Thursday, April 05, 2012

Request for urgent action - St. Martin Parish School Board wants to cut cypress forest

The St. Martin Parish School Board has contracted a logger to cut cypress from 640 acres in the Atchafalaya Basin. We are campaigning to get them to reconsider. School Board members are political people and we believe they will be influenced by a letter writing campaign. We need this to happen within two to three weeks. We have Tulane University Law Clinic lawyers working on this and they requested the letter writing campaign. Please at least send letters to the School Board President and Vice President. The same letter sent to more school board members is even better.
School Board name and address information is at
Sample letter is presented below this text. Please feel free to modify the letter with your own words.
Thanks for your help, Woody Martin, Sierra Club Delta Chapter

Sample letter:

Name and address of sender


Name and address of school board member

Dear Mr.

This is to request that St. Martin Parish School Board not cut trees, especially cypress, on Section 16 land in the Atchafalaya Basin. The Atchafalaya Basin is a unique and invaluable natural resource for the State of Louisiana and for our country. I am concerned that cutting of cypress trees in the Basin is damaging forever its natural character. I am informed that when cypress trees are cut they will never grow back because of changing water levels and predation of juvenile cypress by the invasive nutria. Therefore cutting of cypress does not qualify as silviculture because there is no natural regrowth of the same trees. Furthermore the trees could be of much more value to St. Martin Parish schools if they are left standing than if they are cut in a one time logging operation, after which they are gone forever.

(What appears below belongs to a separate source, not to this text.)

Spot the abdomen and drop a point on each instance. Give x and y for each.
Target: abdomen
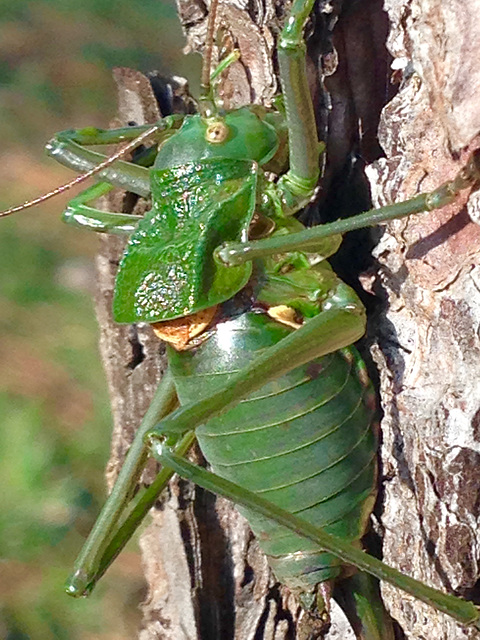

I believe that St. Martin Parish School Board is taking the wrong path when it jumps to the conclusion that logging is the only way to make money on this land. There are at least three other options for making money on land with standing trees including ecotourism, conservation easements, and carbon mitigation bank credits. Any of these choices has the huge additional benefits of preserving the forest for its ecosystem and economic value to persons who fish, hunt and watch birds in natural forested wetlands, and the benefit of leaving cypress trees standing for appreciation by future generations. I believe that the School Board should look more broadly at ways to benefit from the value of the standing cypress forest before sacrificing that forest for a short term and relatively small economic return. In addition I believe that the school board should consider that the dollar value of cut trees does not come anywhere close to representing the true economic, cultural and spiritual value of the natural forest.